The Spectator

Gordon’s new friend

There is nothing new in Gordon Brown’s taste for citizens’ juries and new forms of consultation – the cornerstone of his speech on the “New Politics” today – although his plan to review the Speakers’ Conference will repay careful study as part of what will clearly amount, in the end, to a substantial package of parliamentary reforms. It had emerged overnight that John Bercow, previously expected to defect to Labour from the Tories, will be advising the Government on children with learning difficulties, and the appointment of the Lib Dem, Matthew Taylor, to advise ministers on land use scarcely quickens the pulse. But for now let us acknowledge the truly astonishing news that the Prime Minister has hired Patrick Mercer, former Tory spokesman on homeland security, to advise Lord West, the security minister and former First Sea Lord.
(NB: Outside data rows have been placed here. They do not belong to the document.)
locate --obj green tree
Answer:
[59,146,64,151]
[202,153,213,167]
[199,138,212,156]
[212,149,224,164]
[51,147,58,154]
Mr Mercer, you may recall, was sacked from the Tory front bench in March after claiming that is just “the way it is” that a black soldier might be called a “black bastard”, and that some “idle and useless” ethnic minority soldiers “used racism as cover for their misdemeanours”. David Cameron saw Mr Mercer’s remarks as a test of his modernising credentials and declared them “totally unacceptable.” There was much grumbling at the time, on the grounds that Mr Mercer had been speaking empirically rather than polemically. Evidently, Mr Brown made a mental note at the time, and has now brought the disgruntled Right-winger into his own Big Tent. Mr Blair used to talk about “Operation Hoover”, his campaign to recruit One Nation Tories and Lib Dems to the New Labour cause. Mr Brown seems to have dumped the Hoover and got hold of a super-powered, commercial-use Dyson. Who’s next? Edward Leigh?